CXLV
Нельзя нюхать панты,[200] прикасаясь к ним носом. Говорят, что там есть маленькие насекомые — они вползают в нос и истачивают мозг.
Обычно говорят: «Человек, вознамерившийся приобщиться к искусству, не должен посвящать необдуманно в это других, пока еще не может делать своего дела хорошо, Когда тайком, обучаясь с усердием, добьешься своего и выдвинешься, тебя премного вознесут». Однако же люди, которые так рассуждают, как правило, не способны обучиться ни одному виду искусства.
Если человек еще с той поры, когда он совершенно неопытен, придет к тем, кто искусен, и, не стыдясь ни поношений, ни насмешек, невозмутимо станет упражняться, совершенствуясь, — то пусть даже и не дано ему врожденного таланта, — когда он проведет годы, день ото дня более искушаясь в своем деле и не проявляя к нему небрежения, в конце концов он достигнет более высокой ступени умения, нежели одаренные, но небрежные, добьется признания как человек высокого достоинства и удостоится несравненного имени.

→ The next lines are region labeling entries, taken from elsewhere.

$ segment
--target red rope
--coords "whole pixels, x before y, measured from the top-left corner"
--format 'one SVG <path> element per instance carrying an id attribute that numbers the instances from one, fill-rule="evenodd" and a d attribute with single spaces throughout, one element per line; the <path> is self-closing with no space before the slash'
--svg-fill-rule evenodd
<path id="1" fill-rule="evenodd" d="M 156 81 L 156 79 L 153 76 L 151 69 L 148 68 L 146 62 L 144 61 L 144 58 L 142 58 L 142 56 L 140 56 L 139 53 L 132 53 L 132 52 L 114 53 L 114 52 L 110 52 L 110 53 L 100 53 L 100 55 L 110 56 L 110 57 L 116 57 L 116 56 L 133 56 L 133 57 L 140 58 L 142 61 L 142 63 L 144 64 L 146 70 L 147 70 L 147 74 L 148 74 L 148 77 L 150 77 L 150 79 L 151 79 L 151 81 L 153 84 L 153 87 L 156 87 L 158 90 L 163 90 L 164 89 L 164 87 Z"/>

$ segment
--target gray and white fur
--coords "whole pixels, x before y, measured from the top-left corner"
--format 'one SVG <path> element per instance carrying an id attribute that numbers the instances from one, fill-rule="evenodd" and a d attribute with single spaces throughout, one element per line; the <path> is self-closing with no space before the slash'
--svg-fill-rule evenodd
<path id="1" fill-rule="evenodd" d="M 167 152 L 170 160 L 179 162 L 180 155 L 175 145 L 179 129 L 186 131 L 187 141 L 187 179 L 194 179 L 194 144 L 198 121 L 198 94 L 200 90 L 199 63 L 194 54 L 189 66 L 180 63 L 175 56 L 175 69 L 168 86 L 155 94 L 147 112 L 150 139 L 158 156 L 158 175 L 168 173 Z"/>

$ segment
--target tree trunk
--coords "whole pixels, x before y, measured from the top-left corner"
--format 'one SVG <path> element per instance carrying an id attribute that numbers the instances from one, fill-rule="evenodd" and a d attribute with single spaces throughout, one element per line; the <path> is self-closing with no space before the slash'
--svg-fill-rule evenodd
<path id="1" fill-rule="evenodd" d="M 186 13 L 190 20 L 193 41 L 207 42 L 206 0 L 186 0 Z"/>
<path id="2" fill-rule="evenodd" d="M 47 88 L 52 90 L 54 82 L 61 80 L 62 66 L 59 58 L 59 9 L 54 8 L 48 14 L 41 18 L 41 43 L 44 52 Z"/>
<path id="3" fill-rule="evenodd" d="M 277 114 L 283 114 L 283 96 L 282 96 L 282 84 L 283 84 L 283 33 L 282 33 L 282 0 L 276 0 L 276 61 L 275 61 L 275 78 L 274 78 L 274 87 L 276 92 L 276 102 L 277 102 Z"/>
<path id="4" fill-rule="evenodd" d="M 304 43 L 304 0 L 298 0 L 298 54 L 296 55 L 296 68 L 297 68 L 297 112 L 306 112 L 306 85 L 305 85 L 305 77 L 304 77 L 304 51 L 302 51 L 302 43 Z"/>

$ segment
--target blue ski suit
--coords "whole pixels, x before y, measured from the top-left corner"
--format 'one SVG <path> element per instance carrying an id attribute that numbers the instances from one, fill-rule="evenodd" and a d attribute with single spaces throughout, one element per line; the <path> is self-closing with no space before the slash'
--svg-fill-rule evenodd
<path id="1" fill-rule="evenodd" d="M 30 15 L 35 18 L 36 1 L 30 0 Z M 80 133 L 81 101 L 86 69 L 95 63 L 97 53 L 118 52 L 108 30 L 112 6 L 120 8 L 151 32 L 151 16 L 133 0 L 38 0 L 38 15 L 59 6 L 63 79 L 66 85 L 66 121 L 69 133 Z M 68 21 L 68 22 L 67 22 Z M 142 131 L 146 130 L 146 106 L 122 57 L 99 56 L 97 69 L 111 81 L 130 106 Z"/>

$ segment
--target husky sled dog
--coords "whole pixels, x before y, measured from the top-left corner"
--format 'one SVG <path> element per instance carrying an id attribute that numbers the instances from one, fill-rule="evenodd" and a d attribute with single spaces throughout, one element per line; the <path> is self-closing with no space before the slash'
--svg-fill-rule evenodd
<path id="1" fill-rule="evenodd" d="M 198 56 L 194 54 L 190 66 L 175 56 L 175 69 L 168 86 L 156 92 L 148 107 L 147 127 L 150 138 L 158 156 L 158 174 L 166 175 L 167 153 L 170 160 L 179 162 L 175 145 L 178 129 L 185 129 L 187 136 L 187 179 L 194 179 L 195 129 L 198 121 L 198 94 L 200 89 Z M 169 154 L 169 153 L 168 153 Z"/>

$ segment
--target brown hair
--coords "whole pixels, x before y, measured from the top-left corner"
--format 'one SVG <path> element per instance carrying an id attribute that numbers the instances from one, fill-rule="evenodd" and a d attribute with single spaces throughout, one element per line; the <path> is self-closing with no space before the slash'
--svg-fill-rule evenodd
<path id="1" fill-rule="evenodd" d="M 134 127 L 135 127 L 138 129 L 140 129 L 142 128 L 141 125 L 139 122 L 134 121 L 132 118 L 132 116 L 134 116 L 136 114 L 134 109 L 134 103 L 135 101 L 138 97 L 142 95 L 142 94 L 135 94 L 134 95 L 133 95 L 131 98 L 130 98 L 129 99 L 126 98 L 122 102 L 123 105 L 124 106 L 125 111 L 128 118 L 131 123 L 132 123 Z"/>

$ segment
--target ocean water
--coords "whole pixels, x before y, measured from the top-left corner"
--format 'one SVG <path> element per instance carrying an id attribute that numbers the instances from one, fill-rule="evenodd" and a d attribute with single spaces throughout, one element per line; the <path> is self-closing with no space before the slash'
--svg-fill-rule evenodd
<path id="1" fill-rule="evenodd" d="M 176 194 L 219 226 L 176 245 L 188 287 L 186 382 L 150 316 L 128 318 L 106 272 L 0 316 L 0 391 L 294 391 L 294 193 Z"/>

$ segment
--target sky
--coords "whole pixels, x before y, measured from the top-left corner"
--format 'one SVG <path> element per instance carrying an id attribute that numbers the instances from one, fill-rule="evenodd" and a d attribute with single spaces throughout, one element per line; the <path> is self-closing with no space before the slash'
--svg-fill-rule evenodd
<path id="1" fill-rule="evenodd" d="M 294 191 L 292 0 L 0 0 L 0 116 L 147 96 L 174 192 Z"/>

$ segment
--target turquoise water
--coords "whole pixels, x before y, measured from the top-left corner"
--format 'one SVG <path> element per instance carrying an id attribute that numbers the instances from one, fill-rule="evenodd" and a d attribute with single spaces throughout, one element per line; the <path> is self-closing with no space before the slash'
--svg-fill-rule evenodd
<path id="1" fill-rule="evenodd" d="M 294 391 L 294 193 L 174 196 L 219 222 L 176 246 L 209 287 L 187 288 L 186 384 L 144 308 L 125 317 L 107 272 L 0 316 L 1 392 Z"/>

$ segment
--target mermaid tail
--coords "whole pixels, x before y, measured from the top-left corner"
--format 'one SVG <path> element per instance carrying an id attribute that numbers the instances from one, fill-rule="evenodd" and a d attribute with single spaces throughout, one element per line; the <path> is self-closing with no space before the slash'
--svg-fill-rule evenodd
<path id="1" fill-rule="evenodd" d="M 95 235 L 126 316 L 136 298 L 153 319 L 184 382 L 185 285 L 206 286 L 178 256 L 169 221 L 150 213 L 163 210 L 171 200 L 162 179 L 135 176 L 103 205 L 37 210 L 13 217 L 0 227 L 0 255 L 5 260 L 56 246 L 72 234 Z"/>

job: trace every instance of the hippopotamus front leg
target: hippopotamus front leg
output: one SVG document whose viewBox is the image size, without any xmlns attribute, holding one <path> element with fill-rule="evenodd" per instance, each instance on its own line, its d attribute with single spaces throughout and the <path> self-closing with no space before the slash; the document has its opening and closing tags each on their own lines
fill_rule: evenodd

Даже искуснейшие мастера Поднебесной поначалу и сносили толки о несовершенстве, и страдали немалыми изъянами. Однако люди эти были неукоснительны в установлениях Пути, почитали их и сдерживали свои прихоти, — вот они и стали всемирными учеными и наставниками несметного множества людей. Так бывает всегда, и от выбора поприща это не зависит.
Некто сказал так:
— Искусства, в которых мастерство не достигнуто и к пятидесяти годам, следует оставить. Тут уже некогда усердно трудиться. Правда, над тем, что делает старец, люди смеяться не могут, но навязываться людям тоже неловко и непристойно. Но что благопристойно и заманчиво — это, начисто отказавшись от всяческих занятий, обрести досуг. Тот, кто проводит свою жизнь, обременившись житейской суетой, тот последний глупец. Если что-то вызывает ваше восхищение, нужно бросить это, не входя с головой в постижение предмета, едва только вы узнаете смысл его, пусть даже понаслышке. Но самое лучшее — это бросить занятия с самого начала, когда еще не появилась тяга к предмету.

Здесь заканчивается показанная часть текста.